The configuration file for poetry simply tells poetry not to create new virtual environments. This is not absolutely necessary. If you prefer, you can omit both this file and the virtual environment creation step in the Dockerfile; poetry will then create a virtual environment for you when invoked. I just prefer to have control over where the virtual environment is created for the reasons mentioned above.

.devcontainer/config/pypoetry_config.toml

[virtualenvs]
create = false

Finally, the devcontainer.json file, based on Microsoft’s default:

.devcontainer/devcontainer.json

{
    "name": "{{ project name }}",
    "dockerComposeFile": "docker-compose.yml",
    "service": "app",
    "workspaceFolder": "/workspace",
    "settings": {
        "editor.formatOnSave": true,
        "python.analysis.extraPaths": [
            "/workspace/source"
        ],
        "python.defaultInterpreterPath": "/workspace/.venv/bin/python",
        "python.formatting.blackPath": "/usr/local/py-utils/bin/black",
        "python.formatting.provider": "black",
        "python.languageServer": "Pylance",
        "python.linting.enabled": true,
        "python.linting.mypyPath": "/usr/local/py-utils/bin/mypy",
        "python.linting.pylintEnabled": true,
        "python.linting.pylintPath": "/workspace/.venv/bin/pylint",
        "python.testing.pytestPath": "/usr/local/py-utils/bin/pytest",
        "isort.path": [
            "/usr/local/py-utils/bin/isort"
        ],
        "rewrap.wrappingColumn": 88,
        "[python]": {
            "editor.codeActionsOnSave": {
                "source.organizeImports": true
            }
        }
    },
    "extensions": [
        "ms-python.python",
        "ms-python.vscode-pylance",
        "bungcip.better-toml"
    ],
    "forwardPorts": [
        {{ your project’s preferred port, default 8000 for Django }}
    ],
    "postCreateCommand": "VIRTUAL_ENV=\"/workspace/.venv\" PATH=\"$VIRTUAL_ENV/bin:$PATH\" poetry install --no-interaction --no-ansi --with dev",
    "remoteUser": "vscode"
}

Including some VS Code settings here can help your team establish consistent practices around code formatting and linting. Just as with the customizations above, it is not necessary but I find it to be good practice.

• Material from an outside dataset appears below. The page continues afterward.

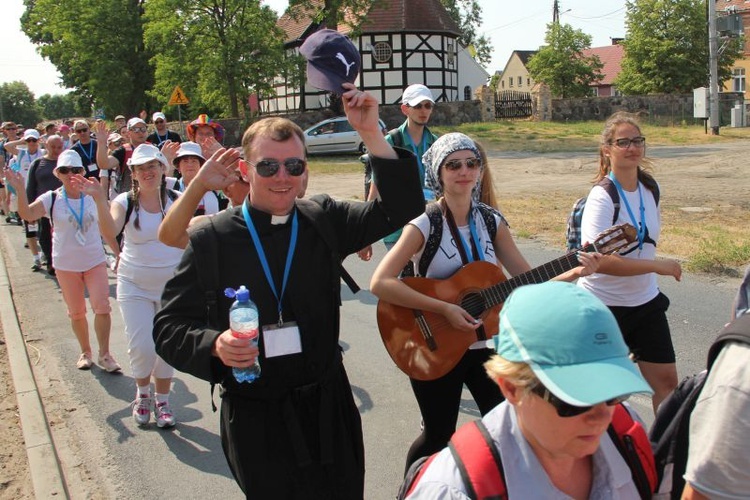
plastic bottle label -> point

  • A number of widely-used Python development utilities, like Black and pytest come pre-installed in the Python dev container image; their paths are referenced in the devcontainer.json file. I have activated the ones I prefer to use.
  • Although Pylint also comes pre-installed, I find it works better when installed inside the virtual environment; that is the version that is referenced. We installed isort earlier, so that is also referenced.
  • I install a TOML extension for highlighting the pyproject.toml file; be sure to include any other extensions you like to use.
  • Finally, the postCreateCommand automatically uses poetry to install any dependencies, including dev dependencies.

  1. Née Cheeseshop

  2. Note that the quotation marks surrounding the Python version number are necessary; otherwise, 3.10 will be interpreted as a floating point number and simplified to 3.1! Hopefully no one is still developing with Python 3.1 at this point. If you are using an Apple Silicon-based Mac, however, you should append -bullseye to the VARIANT value and then you needn’t use the quote marks as that will be interpreted as a string. Other versions of Python, such as 3.11, also don’t need the quote marks as they are not susceptible to the trailing zero simplification.